To define the directed discrete time quantum walk (D-QW) in one dimension, we will be using one directed edge connecting two vertices of the graph and (n − 1) self looping edges at each vertex and we will assign a basis vector to each edge. Then every state at each edge can be expressed as linear combination of the states $$|x,\to \rangle ,|x,1\rangle ,|x,2\rangle \cdots |x,n-1\rangle$$ where x is non-negative integer and → indicates edge along the line and each number comes from distinct self loop. The action of shift operation is defined as $${S}_{x}|x,\to \rangle =|x+1,\to \rangle$$ and $${S}_{x}|x,i\rangle =|x,i\rangle ,i\in [1,n-1]$$. Therefore, the shift operator takes the form

$${S}_{x}=\sum _{x,i}\,|\to \rangle \langle \to |\otimes |x+1\rangle \langle x|+|i\rangle \langle i|\otimes |x\rangle \langle x|.$$
(16)

Coin operation has the form $$C\equiv {\textstyle [}\begin{array}{cc}\alpha & \beta \\ \beta & -\alpha \end{array}{\textstyle ]}$$ where $$\alpha =1/\sqrt{n}$$ and $$\beta =\sqrt{\frac{n-1}{n}}$$. Therefore, one step of D-QW comprises of two operation $${{\mathscr{W}}}_{d}={S}_{x}[C\otimes {\mathbb{1}}]$$. After t steps of D-QW the state will be $${|\psi \rangle }_{t}={{\mathscr{W}}}_{d}^{t}|{\psi }_{in}\rangle$$.
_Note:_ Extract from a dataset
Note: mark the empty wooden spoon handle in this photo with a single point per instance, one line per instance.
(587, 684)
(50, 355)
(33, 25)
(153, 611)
$$|{\psi }_{t}\rangle ={a}_{0,t}|0\rangle +{a}_{1,t}|1\rangle +{a}_{2,t}|2\rangle +\cdots +{a}_{t-1,t}|t-1\rangle +{a}_{t,t}|t\rangle .$$
(17)

In Fig. 4, randomness in the system as function of number of steps is shown when measurement are made only in the position space and in both, position and coin space (inset). The increase in randomness shows the way number of equivalent quantum bit the system mimics using a single qubit. The plot shows the randomness for all three types of quantum walk evolution. Due to non-zero probability at all position space, the randomness is more (maximizes) for the SS-QW than the randomness obtained for standard DTQW (Fig. 4). In D-QW the number of positions on which probability amplitude is non-zero is equivalent to number of position space with non-zero probability in standard DTQW, the randomness measure is also identical (Fig. 4). In the inset we have shown the randomness in both, coin and position space together. Inclusion of coin space enhances the randomness in the system by a small amount.
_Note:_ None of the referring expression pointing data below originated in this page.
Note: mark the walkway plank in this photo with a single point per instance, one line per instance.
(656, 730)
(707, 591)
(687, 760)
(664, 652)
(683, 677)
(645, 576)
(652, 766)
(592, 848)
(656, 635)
#### Advantages of using both space

If we take into account both, the coin and position degrees of freedom, we can generate an extra bit compared to the string of bits from position space alone. The reason is very obvious as we have seen already how internal degrees of freedom of the particle is able to generate one classical random bit after a single round of evolution. Therefore, when we use both, we will get random classical bit string coming from both spaces. The extraction process is same as discussed before but the detectors at each possible positions should be capable of capturing the information about internal state of the walker along with detecting the position of the walker.

In this scheme using dynamic evolution of qubit, from a given position space we can generate a uniform length classical multi-bit string rather than a single bit from a standard single particle QRNG. The randomness depends only on the device’s trustedness.
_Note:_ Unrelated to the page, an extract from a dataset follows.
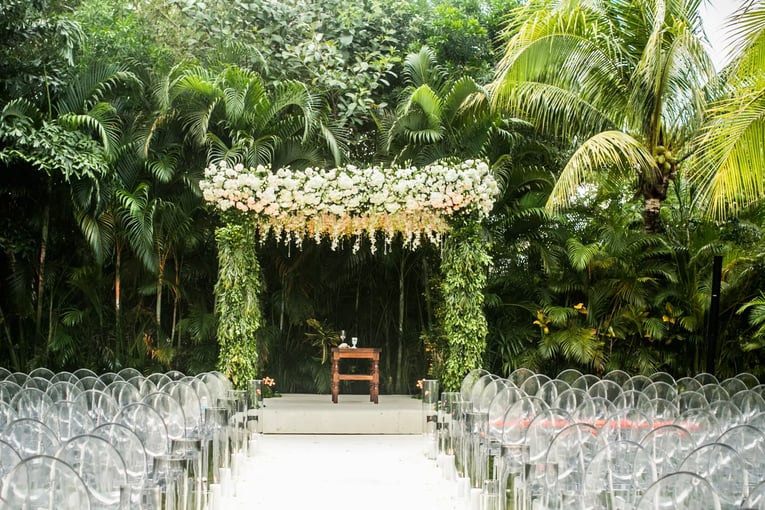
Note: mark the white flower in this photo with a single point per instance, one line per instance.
(416, 202)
#### Randomness quantification under noise

An important part of any cryptographic protocol is to ensure it’s security under many possible attacks. It is in general impossible to make it secure under any arbitrary attacks but we can prove its security considering some realistic cases. One of these cases will be the difficulty to create a perfect pure state as different kind of noises will mix it up resulting a mixed state. Now the concern is that an Eavesdropper can have access of these noises and he or she might be able to get some information about the measurement outcomes using this correlation with the system. This is highly undesirable as we want to use this measurement outcome as random number in other cryptographic protocols. Let us consider the case where instead of starting with pure state some noise is mixed and we will consider a purified state $$|{\psi }^{CPE}\rangle$$ which is being shared by the walker and the adversary Eve. This is the state in the larger Hilbert space $${ {\mathcal H} }_{{\mathscr{C}}}\otimes { {\mathcal H} }_{{\mathscr{P}}}\otimes { {\mathcal H} }_{ {\mathcal E} }$$ where the walker does not have the access to the Hilbert space $${ {\mathcal H} }_{ {\mathcal E} }$$. Purification implies that the state of the walker will be $${\rho }^{CP}=T{r}_{E}(|{\psi }^{CPE}\rangle \langle {\psi }^{CPE}|)$$. Upon obtaining the outcome e with probability pe by doing projective measurement on Eve’s system, the state of the walker will be $$|{\psi }_{e}^{CP}\rangle =\langle {\psi }_{e}^{E}|{\psi }^{CPE}\rangle$$. The measurement of randomness corresponding to the walker’s state would be $${R}_{i}(|{\psi }_{e}^{CP}\rangle )$$ and the total randomness can be quantified as $$\sum _{e}\,{p}_{e}{R}_{i}(|{\psi }_{e}^{CP}\rangle )$$. Now Eve’s optimal strategy would be to choose a measurement basis which will maximize her side information about the measurement outcome, equivalently saying minimizing the randomness of the walker’s measurement outcome. Therefore, the total randomness can be quantified as

$${R}_{i}({\rho }^{CP})=\sum _{min({p}_{e},{\psi }_{e}^{E})}\,{p}_{e}{R}_{i}(|{\psi }_{e}^{CP}\rangle ).$$
(18)

An other description of effect noise on the randomness in the system will be in the form of decoherence in DTQW evolution. A simple form of introducing decoherence into DTQW evolution will be in the form of bit flip noise, that is, ρ(t) of the complete system as outlined in Eq. (6) after every time step t will be in the form $$\rho (t)=p[({\sigma }_{x}\otimes 1)\rho (t){({\sigma }_{x}\otimes 1)}^{\dagger }]+(1-p)\rho (t)$$. Here p is the noise level and σx is bit flip operation. This bit flip noise results in decrease in spread of the wavepacket in position and correspondingly the randomness in the system also decreases. However, when we calculate the randomness after such evolution we will have contribution from both, quantumness in the system and from the noise process. Therefore, while using DTQW with noise, all the randomness we obtain cannot be attributed to the quantum origin. To give a quantitative picture of the randomness of quantum origin in DTQW system, in Fig. 5 we present a plot of extractable randomness in complete DTQW system with noise of different level and the randomness of quantum origin for the corresponding noise level.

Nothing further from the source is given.